Beyond the Clouds takes the form of four short episodes, each one a love story of sorts, adapted from Antonioni's book of sketches and "nuclei", That Bowling Alley on the Tiber (1983), linked by a framing narrative - the work of Wim Wenders - following the peregrinations of a nameless, English-speaking film director, played by a po-faced John Malkovich, who wanders around France and Italy in search of images (and wearing some enviable shirts and jackets, courtesy of Giorgio Armani). Each of the four stories features a young or young-ish woman of quite indecent beauty. The first, ("Chronicle of a love affair that never existed") is set in Antonioni's home town of Ferrara, and has Ines Sastre as a teacher whose affair with a young man never reaches any more direct consummation than an erotic encounter in which he brings his hand to within half an inch of her naked skin, following her curves - a caress without contact.

The second concerns a sudden sexual encounter between the narrator and a saleswoman (Sophie Marceau) who has murder- ed her father. He stalks her to her shop by the harbour in Portofino; before long they are thrashing around in the sack. The third, a Parisian tale, is about the breakdown of two marriages: a wife (Fanny Ardant) flees her philandering husband (Peter Weller) then comes to teeter on the brink of an affair with another man (Jean Reno) whose wife has just deserted him.
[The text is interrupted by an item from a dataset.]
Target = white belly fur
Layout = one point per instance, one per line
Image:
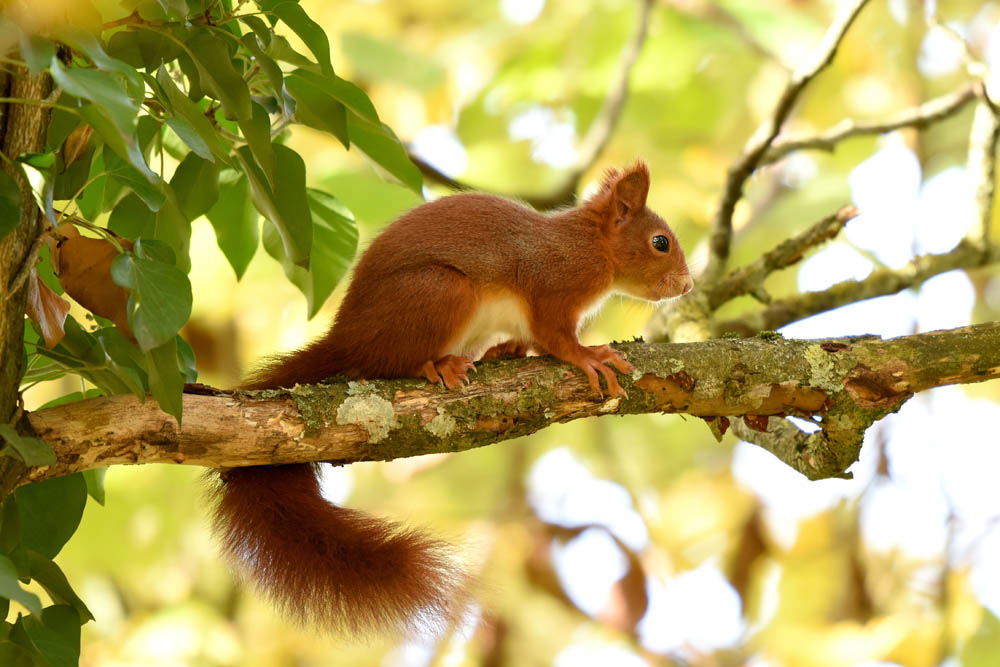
(498, 318)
The final story, "This Body of Dirt", is about a likely lad who pesters a comely lass (Irene Jacob) all over town until she reveals that she's about to enter a convent.

While the obvious assumption would be that Malkovich is a fairly straightforward Antonioni surrogate (and, in episode two, wish-fulfilment figure) throughout, Antonioni has hinted that the character may have more than a dash of Wim. In either case, it seems likely that we're supposed to take this director's voice-over'd ruminations fairly straight, especially the early one in which he insists, "Don't get me wrong, I'm not a philosopher". It's a useful emphasis, because here, as in Antonioni's early films, too impatient and literal-minded a hunting for truffles of significance may tend to yield up banality. Antonioni's genius has never run to paraphrasable wisdoms: he's an artist who deals primarily in spaces and tones and forms - in this film, bodies dwarfed by Renaissance palaces or isolated in the cruel emptiness of a glass-walled apartment, elegantly symmetrical crane-shots up a flight of stairs that flow in sympathy with a lover running to and away from his woman, the visible "fragrance" (Antonioni's term) of a rain- soaked street in provincial France.

There are many such memorable sights in Beyond the Clouds (and a lot of them, it should be acknowledged, are composed of naked female flesh). But though few could deny Antonioni's film its surface beauties, some would question how much there is beneath the pretty face, especially when so much of the dialogue is so dismayingly fatuous. To which scepticism the best response might be Oscar Wilde's maxim, quoted in another of this week's releases, Robinson in Space: "It is only shallow people who do not judge by appearances. The true mystery of the world is the visible, not the invisible." At its best, Beyond the Clouds is an act of recognition of that mystery.